Chinese leaders have been endeavoring to win favor with the public in the modern age in the absence of strong charismatic rulers like Mao Zedong and Deng Xiaoping. Chinese Prime Minister Wen Jiabao in 2008 canceled a summit with French President Nicolas Sarkozy because of bad public sentiment after the French leader invited Tibet’s exiled Buddhist leader Dalai Lama. Wen received more than 1,000 letters from Chinese netizens demanding cancelation of the summit.

President Xi takes his glamorous former folk singer wife Pen Liyuan on his overseas trips, and newly elected Premier Li Keqiang was seen waving more than 30 times during the closing ceremony of the National People’s Congress - all for media spotlight. If the Chinese media starts to be critical of North Korea, public sympathy could turn into apathy. The Beijing government would then inevitably have to revise its policy on North Korea.

It is too early to believe Beijing is changing its stance on North Korea in the backdrop of Pyongyang’s heightened tensions and intensifying threats of war. Pyongyang is so far desperately intervening with censorship to keep the Chinese media on its side.

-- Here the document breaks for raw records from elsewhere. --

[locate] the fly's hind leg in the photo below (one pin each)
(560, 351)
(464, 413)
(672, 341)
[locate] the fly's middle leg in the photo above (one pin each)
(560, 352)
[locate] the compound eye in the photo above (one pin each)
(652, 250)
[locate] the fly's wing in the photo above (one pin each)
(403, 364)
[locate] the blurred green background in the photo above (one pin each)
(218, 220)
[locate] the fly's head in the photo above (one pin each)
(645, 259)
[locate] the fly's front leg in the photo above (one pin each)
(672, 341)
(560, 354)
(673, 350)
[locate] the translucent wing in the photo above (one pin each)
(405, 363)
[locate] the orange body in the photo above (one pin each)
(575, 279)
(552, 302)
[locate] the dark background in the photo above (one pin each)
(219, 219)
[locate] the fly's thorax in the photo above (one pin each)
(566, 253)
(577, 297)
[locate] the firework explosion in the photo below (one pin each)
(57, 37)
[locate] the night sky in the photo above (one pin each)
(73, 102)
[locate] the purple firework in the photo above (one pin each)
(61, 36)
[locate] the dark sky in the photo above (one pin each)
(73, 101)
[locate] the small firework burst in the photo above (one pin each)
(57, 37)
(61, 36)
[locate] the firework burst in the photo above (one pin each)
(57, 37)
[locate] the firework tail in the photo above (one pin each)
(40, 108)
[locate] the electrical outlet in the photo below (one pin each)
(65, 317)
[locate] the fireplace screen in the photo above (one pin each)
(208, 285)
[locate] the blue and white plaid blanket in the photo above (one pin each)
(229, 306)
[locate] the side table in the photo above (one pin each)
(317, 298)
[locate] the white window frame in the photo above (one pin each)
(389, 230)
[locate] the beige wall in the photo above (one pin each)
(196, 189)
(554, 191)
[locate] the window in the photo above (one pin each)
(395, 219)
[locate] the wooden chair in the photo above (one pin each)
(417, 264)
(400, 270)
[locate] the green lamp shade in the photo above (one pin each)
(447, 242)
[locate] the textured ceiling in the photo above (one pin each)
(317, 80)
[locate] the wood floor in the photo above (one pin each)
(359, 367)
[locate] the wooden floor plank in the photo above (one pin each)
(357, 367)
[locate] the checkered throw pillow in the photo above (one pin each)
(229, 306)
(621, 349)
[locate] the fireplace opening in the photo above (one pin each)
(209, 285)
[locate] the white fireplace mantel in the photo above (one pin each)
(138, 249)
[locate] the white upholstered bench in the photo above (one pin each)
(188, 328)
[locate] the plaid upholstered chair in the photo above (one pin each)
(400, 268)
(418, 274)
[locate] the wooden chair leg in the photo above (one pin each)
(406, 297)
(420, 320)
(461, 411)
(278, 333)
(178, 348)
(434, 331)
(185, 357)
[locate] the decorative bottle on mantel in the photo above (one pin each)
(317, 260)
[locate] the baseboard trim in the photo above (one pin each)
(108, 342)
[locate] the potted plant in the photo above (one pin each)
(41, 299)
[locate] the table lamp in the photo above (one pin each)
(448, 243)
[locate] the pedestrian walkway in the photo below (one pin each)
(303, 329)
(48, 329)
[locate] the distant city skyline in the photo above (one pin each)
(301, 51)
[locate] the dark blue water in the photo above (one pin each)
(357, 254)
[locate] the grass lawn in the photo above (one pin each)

Our work is set out for us. We must strengthen public diplomacy to influence Chinese public opinion. We should try to win the Chinese people’s hearts through public diplomacy. On communication on the foreign front, the government can work through propaganda, media and cultural exchanges. The Park Geun-hye government emphasizes strengthened cultural exchanges with China, but it should also intensify media diplomacy. Policies change according to the times. Changes can be best initiated and led by the media.

*The author is a JoongAng Ilbo specialist on China.